There’s no avoiding the fact that doing esc correctly creates some extra noise, unfortunately. Subtleties of macro hygiene are one of many reasons to prefer writing functions unless you are doing something that can only be handled by a macro.

12 Likes

Thanks @rdeits ok, so you’re saying that what I had was the safest thing one could do.

2 Likes

Yep, this is totally right. I tend to err on the side of yolo-ing it with macro hygiene.

One option @Joris_Pinkse if you want the better namespacing and cleaner syntax is just to esc the variables before you interpolate them:

macro map(f,y,x)
    ef, ey, ex = esc.((f, y, x))
    quote 
        for j = 1:length($ex)
            $ey[j] = $ef($ex[j]) 
        end
    end
end

or even

macro map(f,y,x)
    f, y, x = esc.((f, y, x))
    quote 
        for j = 1:length($x)
            $y[j] = $f($x[j]) 
        end
    end
end
10 Likes

That’s a neat pattern, and you can even make it fancier with macros in your macro (so you can macro while you macro…):

julia> macro escape(args...)
         Expr(:block, [:($(esc(arg)) = esc($(esc(arg)))) for arg in args]...)
       end
@escape (macro with 1 method)

julia> macro map(f, y, x)
         @escape f x y
         quote
           for j = 1:length($x)
             $y[j] = $f($x[j])
           end
         end
       end
@map (macro with 1 method)
8 Likes

Thanks @Mason What’s the advantage of escaping over defining local variables inside the macro?

While escaping individual variables is the right thing, another possible solution here is to interpolate the function:

julia> macro map(f,y,x)
           quote 
               for j = 1:$length(x)
                   $y[j] = $f($x[j]) 
               end
           end |> esc
       end
3 Likes

I think it is worth emphasizing that this will interpolate the generic function Base.length, not the symbol. Eg

julia> ex = @macroexpand @map(sin, y, x)
quote
    #= REPL[19]:3 =#
    for j = 1:(length)(x)
        #= REPL[19]:4 =#
        y[j] = sin(x[j])
    end
end

julia> ex.args[2].args[1].args[2].args[3].args[1] === length
true

Now in this case this is not problematic because length is in Base.
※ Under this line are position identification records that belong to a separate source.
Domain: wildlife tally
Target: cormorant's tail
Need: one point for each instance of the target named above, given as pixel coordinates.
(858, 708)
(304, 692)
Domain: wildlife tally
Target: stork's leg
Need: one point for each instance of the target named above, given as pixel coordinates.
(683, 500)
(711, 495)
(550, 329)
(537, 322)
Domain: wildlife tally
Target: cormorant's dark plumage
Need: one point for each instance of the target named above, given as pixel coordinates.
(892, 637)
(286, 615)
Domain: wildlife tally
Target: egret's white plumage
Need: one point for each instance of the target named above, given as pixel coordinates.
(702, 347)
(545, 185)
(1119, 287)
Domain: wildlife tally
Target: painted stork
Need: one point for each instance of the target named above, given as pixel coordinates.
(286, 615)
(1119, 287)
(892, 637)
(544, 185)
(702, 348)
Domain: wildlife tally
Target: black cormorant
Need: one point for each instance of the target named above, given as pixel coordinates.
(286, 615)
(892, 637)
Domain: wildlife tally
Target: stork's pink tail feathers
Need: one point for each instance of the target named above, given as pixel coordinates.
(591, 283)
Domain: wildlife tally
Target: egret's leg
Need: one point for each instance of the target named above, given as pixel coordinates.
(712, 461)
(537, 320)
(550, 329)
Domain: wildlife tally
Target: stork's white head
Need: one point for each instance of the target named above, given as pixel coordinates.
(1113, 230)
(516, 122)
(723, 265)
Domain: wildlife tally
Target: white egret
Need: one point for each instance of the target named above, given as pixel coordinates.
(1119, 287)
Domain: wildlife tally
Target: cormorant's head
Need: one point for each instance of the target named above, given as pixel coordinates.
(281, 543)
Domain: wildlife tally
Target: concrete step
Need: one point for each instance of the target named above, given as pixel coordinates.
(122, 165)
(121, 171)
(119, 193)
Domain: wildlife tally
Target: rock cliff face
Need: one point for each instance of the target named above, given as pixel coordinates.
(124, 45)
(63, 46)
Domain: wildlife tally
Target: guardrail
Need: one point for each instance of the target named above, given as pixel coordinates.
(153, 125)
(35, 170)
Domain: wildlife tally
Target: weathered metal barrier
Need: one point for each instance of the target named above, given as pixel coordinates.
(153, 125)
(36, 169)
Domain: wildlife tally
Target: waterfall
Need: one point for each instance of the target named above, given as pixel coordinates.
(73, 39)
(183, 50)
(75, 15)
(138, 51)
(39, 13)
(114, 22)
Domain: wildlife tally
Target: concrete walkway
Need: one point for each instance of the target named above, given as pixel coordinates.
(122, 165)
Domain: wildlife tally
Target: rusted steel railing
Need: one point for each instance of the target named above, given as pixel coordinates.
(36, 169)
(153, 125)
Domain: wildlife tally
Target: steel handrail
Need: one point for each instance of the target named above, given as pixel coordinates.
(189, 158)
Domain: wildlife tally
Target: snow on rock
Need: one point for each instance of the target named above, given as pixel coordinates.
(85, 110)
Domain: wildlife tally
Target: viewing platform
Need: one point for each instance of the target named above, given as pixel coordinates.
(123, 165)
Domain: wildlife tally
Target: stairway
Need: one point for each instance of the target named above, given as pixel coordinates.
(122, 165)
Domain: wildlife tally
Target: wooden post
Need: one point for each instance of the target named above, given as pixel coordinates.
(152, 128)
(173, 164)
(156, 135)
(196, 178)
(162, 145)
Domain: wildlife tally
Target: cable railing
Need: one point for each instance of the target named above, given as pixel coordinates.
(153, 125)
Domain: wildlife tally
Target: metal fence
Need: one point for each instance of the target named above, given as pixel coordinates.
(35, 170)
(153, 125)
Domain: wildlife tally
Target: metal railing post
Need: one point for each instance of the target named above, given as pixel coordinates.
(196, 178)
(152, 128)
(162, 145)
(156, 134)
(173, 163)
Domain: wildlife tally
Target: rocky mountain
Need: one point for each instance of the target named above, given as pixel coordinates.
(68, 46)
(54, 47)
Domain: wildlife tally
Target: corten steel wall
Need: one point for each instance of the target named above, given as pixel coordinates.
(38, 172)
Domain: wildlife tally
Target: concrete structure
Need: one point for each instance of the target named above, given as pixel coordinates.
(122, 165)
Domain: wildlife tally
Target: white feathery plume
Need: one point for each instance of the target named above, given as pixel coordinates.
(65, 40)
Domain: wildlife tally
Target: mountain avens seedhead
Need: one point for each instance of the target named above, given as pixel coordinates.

But consider

macro map(f,y,x)
    quote
        for j = 1:$mylen(x)
            $y[j] = $f($x[j])
        end
    end |> esc
end

function do_stuff()
    x = [i for i in 1:5]
    y = zeros(5)
    @map(sin, y, x)
    @show y
end

mylen(x) = length(x) # ORDER MATTERS

This errors because mylen is not defined at macroexpansion time, but works fine with the solutions that escape everything carefully (the example is contrived, but could easily happen, especially with functions scattered around in modules). Because of this, and the fact that it is easy to forget interpolating something in more complex code, I would advocate those solutions.

Macros in Julia have a lot of tricky corner cases. Despite loving them in Common Lisp, I am still trying to avoid Julia macros whenever I can. Fortunately, Julia is so powerful in other ways that this is easy to do.